We need to take care of our dogs

The yellow lab in Hanalei on Sunday was lost. Or maybe abandoned. Hard to say. No collar, he ran across the highway, was nearly hit by a car, then wandered down a street.

He was friendly, though, and walked warily over when called. Wagging his tail, the lab was happy for some attention and gulped down some water and ate a few bites of food. He was young, a bit thin, but had been trained. Someone, at least for awhile, had owned him and perhaps still did.

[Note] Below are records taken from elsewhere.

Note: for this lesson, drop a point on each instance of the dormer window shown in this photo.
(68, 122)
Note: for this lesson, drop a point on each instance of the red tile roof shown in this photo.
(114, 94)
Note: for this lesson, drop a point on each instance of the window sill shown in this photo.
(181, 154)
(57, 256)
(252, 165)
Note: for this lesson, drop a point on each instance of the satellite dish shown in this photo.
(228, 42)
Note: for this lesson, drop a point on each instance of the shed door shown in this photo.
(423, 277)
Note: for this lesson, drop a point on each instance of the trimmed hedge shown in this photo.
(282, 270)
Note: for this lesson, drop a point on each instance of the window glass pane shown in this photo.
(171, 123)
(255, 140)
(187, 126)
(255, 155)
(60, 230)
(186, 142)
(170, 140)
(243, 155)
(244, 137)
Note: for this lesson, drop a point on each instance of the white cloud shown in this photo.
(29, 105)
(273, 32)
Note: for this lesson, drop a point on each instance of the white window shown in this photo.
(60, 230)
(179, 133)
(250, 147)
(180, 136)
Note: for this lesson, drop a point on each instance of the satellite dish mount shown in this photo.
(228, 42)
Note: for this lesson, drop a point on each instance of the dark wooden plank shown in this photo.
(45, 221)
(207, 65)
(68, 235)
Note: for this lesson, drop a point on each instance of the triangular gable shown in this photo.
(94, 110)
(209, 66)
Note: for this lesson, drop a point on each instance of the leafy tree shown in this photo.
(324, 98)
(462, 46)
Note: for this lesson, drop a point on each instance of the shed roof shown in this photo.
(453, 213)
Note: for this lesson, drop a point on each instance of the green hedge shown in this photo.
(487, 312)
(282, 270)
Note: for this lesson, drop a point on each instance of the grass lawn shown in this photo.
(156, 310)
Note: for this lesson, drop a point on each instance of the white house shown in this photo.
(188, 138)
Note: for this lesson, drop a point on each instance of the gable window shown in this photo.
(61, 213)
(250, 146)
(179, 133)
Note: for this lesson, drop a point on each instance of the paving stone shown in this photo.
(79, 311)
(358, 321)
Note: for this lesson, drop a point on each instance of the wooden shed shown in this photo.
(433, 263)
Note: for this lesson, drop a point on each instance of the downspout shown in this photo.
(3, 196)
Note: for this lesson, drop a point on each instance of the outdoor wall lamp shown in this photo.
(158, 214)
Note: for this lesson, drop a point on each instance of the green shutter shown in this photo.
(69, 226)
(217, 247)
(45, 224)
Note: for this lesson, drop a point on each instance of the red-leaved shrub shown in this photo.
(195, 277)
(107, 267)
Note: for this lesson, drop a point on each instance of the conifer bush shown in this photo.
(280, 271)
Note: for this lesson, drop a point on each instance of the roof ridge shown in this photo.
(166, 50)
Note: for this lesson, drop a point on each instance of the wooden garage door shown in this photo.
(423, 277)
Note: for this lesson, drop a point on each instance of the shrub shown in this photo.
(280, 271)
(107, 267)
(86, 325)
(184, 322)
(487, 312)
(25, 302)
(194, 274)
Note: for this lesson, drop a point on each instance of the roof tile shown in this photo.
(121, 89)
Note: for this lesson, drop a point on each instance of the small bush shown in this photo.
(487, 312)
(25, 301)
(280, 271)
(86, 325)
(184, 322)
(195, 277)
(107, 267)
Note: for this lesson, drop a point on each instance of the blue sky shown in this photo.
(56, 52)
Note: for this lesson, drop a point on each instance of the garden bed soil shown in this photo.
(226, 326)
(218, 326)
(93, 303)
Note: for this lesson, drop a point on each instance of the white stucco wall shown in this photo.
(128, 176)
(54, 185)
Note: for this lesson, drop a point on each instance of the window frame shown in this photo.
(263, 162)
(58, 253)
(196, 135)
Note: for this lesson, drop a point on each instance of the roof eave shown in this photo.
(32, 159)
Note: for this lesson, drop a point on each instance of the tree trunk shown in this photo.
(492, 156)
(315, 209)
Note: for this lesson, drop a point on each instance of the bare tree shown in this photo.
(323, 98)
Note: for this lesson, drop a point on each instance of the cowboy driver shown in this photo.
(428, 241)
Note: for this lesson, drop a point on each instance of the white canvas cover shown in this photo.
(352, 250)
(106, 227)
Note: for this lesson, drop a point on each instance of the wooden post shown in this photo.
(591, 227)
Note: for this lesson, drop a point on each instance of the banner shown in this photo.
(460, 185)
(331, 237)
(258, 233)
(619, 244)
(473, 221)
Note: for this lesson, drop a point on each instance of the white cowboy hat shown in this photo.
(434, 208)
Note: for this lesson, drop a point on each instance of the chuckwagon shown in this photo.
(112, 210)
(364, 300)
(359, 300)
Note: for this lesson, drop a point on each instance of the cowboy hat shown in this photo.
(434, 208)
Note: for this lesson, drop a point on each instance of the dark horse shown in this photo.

No one on hand knew whose dog it was and few seemed sure what to do with it. Take it home? Put an ad in the paper? Take it to the humane society some 45 miles away? The lab solved the debate when he trotted off and disappeared around another corner. Hopefully back to its owner. Maybe not. Some dog owners allow their pets to roam free, despite the county’s leash law. This might have been one. We hope that lab had a home and found his way back. But there are many stray dogs on Kauai. Too many. Some, after time, were unwanted by their owners and let loose. Some are neglected and run away. It’s sad to see dogs wandering on their own, too scared to let people close so they keep running.  Many end up at the Kauai Humane Society, which does its best to care for them, and to find good homes for every pet. But space is limited at KHS and money is tight. It can’t keep every dog that comes in until it finds a match for it. Eventually, regretfully, hundreds are euthanized each year.

It’s not their fault. It’s the fault of people who decline to take responsibility for their animals.

We can do better.

It would be great if every dog had a home and we encourage adoption. Before adopting a dog, though, consider the time you need to give to a pet. Consider the expense. Consider whether you have the home or desire to have a dog. Consider, too, whether you will adhere to the leash laws and make use of a dog park.

If so, by all means, adopt a dog. Give it a home. Watch after it. Care for it. Love it. You can’t put a price on the rewards of dog ownership, but you’ll feel the difference in your heart.

If we can do that, maybe we won’t see a yellow lab running scared across a highway, and we won’t have to wonder if he has a home, or he’s still out there looking for one.